Tre attivisti di Extinction Rebellion sono stati identificati e sanzionati. Tantissimi i turisti che hanno scattato foto dalla finestrella di via Piella . .

Nuovo blitz ambientalista. Il Reno si tinge di verde
Nuovo blitz ambientalista. Il Reno si tinge di verde

"Il Governo parla, la terra affonda". Uno striscione verde, sopra l’acqua, anche essa tinta di verde quasi fluo, del canale delle Moline. E sopra, due o tre canotti a navigare. È l’ultimo blitz degli attivisti di Extinction Rebellion, che ieri pomeriggio hanno messo in atto analoghe azioni anche a Roma, Milano, Venezia e Torino. Il sale colorante utilizzato, spiegano gli ambientalisti, è innocuo e l’azione nasce "per denunciare l’ennesimo fallimento politico della COP28 e dei governi mondiali nel contrastare la crisi climatica e la sesta estinzione di massa".

L’effetto verde brillante dell’acqua non sarebbe a lungo termine. "Tra qualche ora – scrivevano ieri gli attivisti –, queste acque torneranno come prima. Nel frattempo, mentre i governi parlano, contiamo i danni e le vittime di continue alluvioni e incendi".

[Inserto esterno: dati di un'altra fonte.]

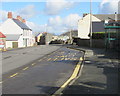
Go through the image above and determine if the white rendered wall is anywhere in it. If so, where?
[78,14,101,39]
[6,41,13,48]
[0,19,23,34]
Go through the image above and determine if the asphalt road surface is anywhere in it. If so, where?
[1,45,83,95]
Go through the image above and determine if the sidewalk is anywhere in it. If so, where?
[62,46,119,96]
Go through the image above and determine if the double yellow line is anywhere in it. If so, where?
[52,57,83,96]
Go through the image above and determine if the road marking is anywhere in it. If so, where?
[23,67,29,70]
[10,73,18,78]
[47,58,52,61]
[80,57,83,61]
[79,83,105,90]
[31,63,36,66]
[52,60,81,96]
[53,58,58,61]
[38,59,42,62]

Così, solo chi si è trovato a sbirciare dalla finestrella appena rinnovata in via Piella o dagli altri affacci sul canale dopo le 16 ha potuto vedere l’acqua cambiare colore e illuminarsi di verde. Ed erano tantissimi, come in ogni weekend, i turisti in fila per un selfie nella ‘piccola Venezia’ bolognese, che sono rimasti stupiti dalla sorpresa e hanno approfittato del blitz ambientalista per scattare una foto davvero unica.

Al di là dell’aspetto spettacolare della performace, dell’azione è stata informata la Digos, che ha monitorato il blitz. Tutti gli attivisti sono stati identificati, tre di loro sono stati multati dalla polizia locale per getto su aree pubbliche soggette ad uso pubblico di materiale liquido di natura ignota e non verificabile nell’immediatezza.

Lo scorso settembre, un tentativo degli attivisti di Ultima generazione di imbrattare di nero l’acqua della fontana del Nettuno era stato invece bloccato per tempo dalla Digos: l’atto avrebbe potuto danneggiare il monumento simbolo di Bologna, tra l’altro proprio oggetto di interventi di manutenzione nelle scorse settimane. I sei attivisti, uomini e donne provenienti da fuori città, erano stati fermati con quattro taniche contenenti liquido nero e due striscioni. Erano stati identificati dalla polizia e poi denunciati per tentato danneggiamento aggravato in concorso.